Note that the first key is not to acquire a solution that supports the current process, but that supports the desired, lean, optimized process. Remember that the second key to Supply Management success is transition — even if your process was best in class and suited you well when it was instituted ten years ago, that was then, this is now. Processes have to evolve with your business, which likely isn’t the same as it was 10 years ago. Make sure to review and define all of your process needs appropriately and pick a solution that matches and enables them, not what you have now and not what your competitor uses.

Then, be sure to understand not only your current enterprise software ecosystem, but the desired software ecosystem you are working towards (as this defines your platform). You don’t have to know which solutions you want to adopt down the road (as the best today might not be the best tomorrow), but if you have identified CLM, SRM, and decision optimization as the next three technologies you need, and you start with CLM, make sure that it has the ability to output relevant supplier-related contract data to SRM systems using standard formats or APIs and that it can take in award allocations in standard formats from dominant decision optimization solutions. A Best-of-Breed solution in a vaccum is rarely used (and why the adoption rate of most Supply Management technology at firms that acquire it is a dismal 25%).

After that, evaluate the UI. While its true that sometimes the best and most powerful solutions are those that still look like they were designed in 2005 (including a few solutions the doctor recently reviewed that, power-wise, almost blew his socks off), you have to consider the psychology of the situation. While a power user will want the absolute best, 90% of the individuals who will need to use the solution are not power users and have been programmed by consumer platforms and social media to believe that anything that doesn’t look modern isn’t (and shouldn’t be used). Sometimes the 80% solution with a consumer-ish, modern, friendly UI is the best starting point. We’re in a culture obsessed with polish, so just embrace that fact and save yourself some major headaches.

(And you can always supplement it with an archaic looking BoB solution for your power users later. Some of the best-in-class organizations actually do this. For example, they’ll use a Zycus or similar modern looking S2P suite on the front end, but then on the back end the power users will be using Trade Extensions or Keelvar for decision optimization and TAMR or Spend 360 for spend analysis. And they get mega returns on the efficiency AND effectiveness charts — more than one would expect even though they pay two license fees. The easy to use suite gets buy in and efficiency goes through the roof when they get 90% utilization instead of 25%, and the power the super users get from the BoB solutions doubles average savings percentages. This isn’t to say that the BoB solutions aren’t user friendly, they are, but you again have to consider the psychology. Because solutions like Trade Extensions and TAMR have so much power under the hood, the average user — who just needs to check a contract, do a small spot buy, run a spend report — still believes that they must be difficult to use.
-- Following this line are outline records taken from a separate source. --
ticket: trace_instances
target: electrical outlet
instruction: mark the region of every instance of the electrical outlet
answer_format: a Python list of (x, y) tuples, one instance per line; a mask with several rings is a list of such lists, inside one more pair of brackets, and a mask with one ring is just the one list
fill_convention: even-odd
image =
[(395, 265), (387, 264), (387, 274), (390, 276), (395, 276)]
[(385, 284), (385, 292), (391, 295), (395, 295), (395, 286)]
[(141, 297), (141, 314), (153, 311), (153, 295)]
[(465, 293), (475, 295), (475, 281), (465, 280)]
While complex solutions were hard to use 20 and even 10 years ago, this is no longer the case, but the stigma is hard to overcome. Sometimes the best thing to do is adopt something easy, roll it out, get everyone on board, buy the killer app for the power users, let them get great results, let them show everyone else, now used to modern technology, that it’s not so hard, and then gradually replace the entry level solution with the powerhouse solution where appropriate. And if each gives a 3X to 7X return, paying two license fees is a no-brainer from a financial viewpoint.)

Finally, make sure it enables collaboration with built in messaging, document exchange, version control, etc. If it’s not the central portal (or virtual center of excellence) that connects everyone on the team in a collaborative fashion, it’s not modern, and its lifespan will be limited. And no one wants to learn yet another tool with a built-in expiry date.

And that’s the foundation of how your organization can select a tool that might actually be adopted.